– Decyzję podjęliśmy po długiej debacie – mówi „Rzeczpospolitej” lider Partii BNF Lawon Barszczeuski. – Władze nie zarejestrowały naszych czołowych kandydatów, nie przyjęły naszych przedstawicieli do lokalnych komisji wyborczych. To oznacza, że nie chcą prawdziwego liczenia głosów. W wielu miastach mamy szanse, ale władze przypisałyby naszym kandydatom najwyżej po 5 proc. głosów.
Niezarejestrowani zostali dwaj wiceszefowie tej partii: Wincuk Wiaczorka i Wiktar Iwaszkiewicz. Do lokalnych komisji wyborczych weszło zaledwie pięciu przedstawicieli Partii BNF. W dodatku wyłącznie w niewielkich, mało znaczących okręgach.
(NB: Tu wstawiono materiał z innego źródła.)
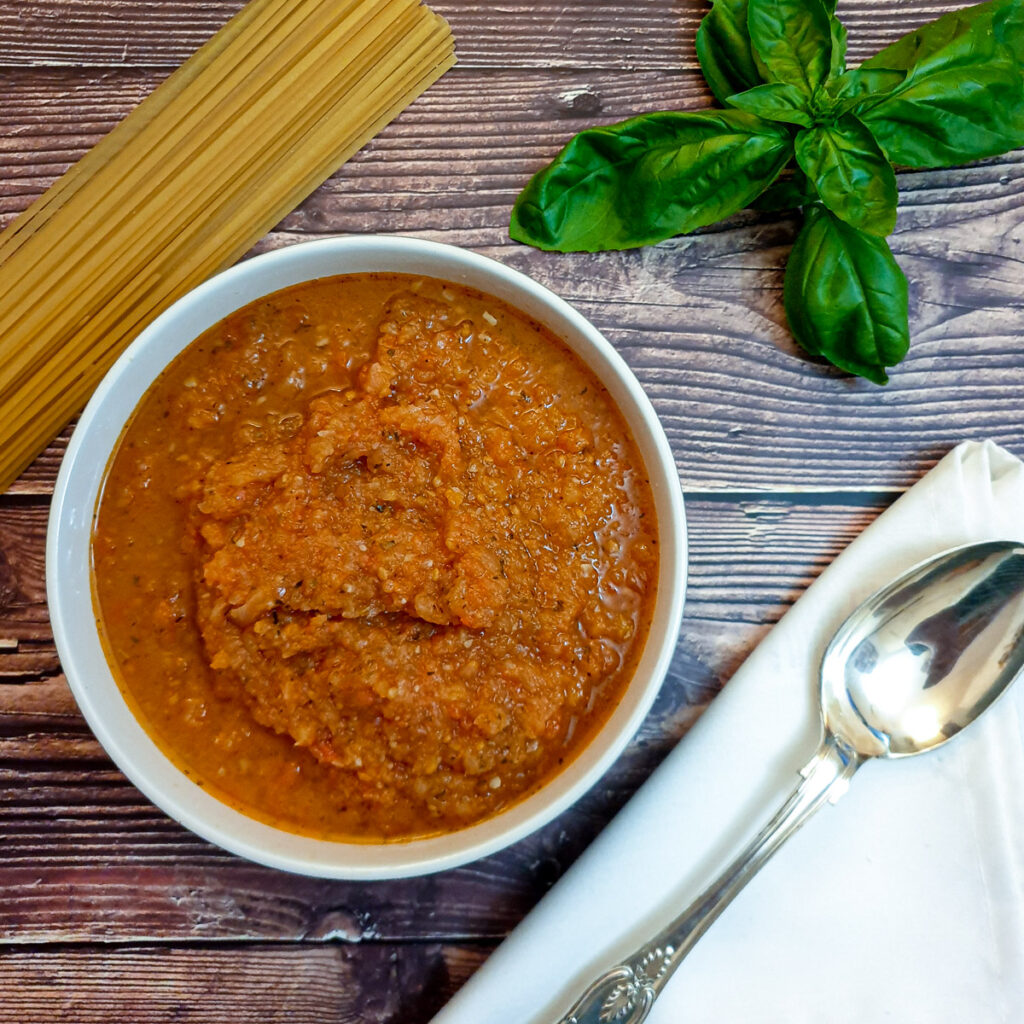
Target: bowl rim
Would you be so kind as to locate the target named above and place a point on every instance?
(187, 803)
– Możemy się wycofać z bojkotu wyborów, jeżeli nasi kandydaci znajdą się na listach wyborczych, a nasi przedstawiciele w komisjach – dodaje Lawon Barszczeuski.
Zarejestrowani już kandydaci wykorzystają przyznane im środki na kampanię wyborczą (równowartość około 2 tys. złotych, więcej wydać nie wolno) na przykład na drukowanie ulotek. Będą przemawiać w telewizji i radiu oraz prezentować swój program w gazetach. Pisma informujące o zrezygnowaniu z udziału w wyborach złożą 23 września, pięć dni przed głosowaniem.
Według informacji podanych przez Centralną Komisję Wyborczą i opozycję spośród 276 kandydatów na deputowanych (na 110 miejsc) 78 to reprezentanci opozycyjnych Zjednoczonych Sił Demokratycznych, w tym 26 ze Zjednoczonej Partii Obywatelskiej, 16 z Partii BNF, 13 z Białoruskiej Partii Komunistów, 11 z Biało-ruskiej Socjaldemokratycznej Partii (Hramada). Oprócz nich jest grupa około 20 przedstawicieli konkurencyjnej opozycyjnej Listy Europejskiej. W 12 okręgach odbędą się wybory bezalternatywne, czyli z jednym kandydatem. Z reguły jest to przedstawiciel władzy.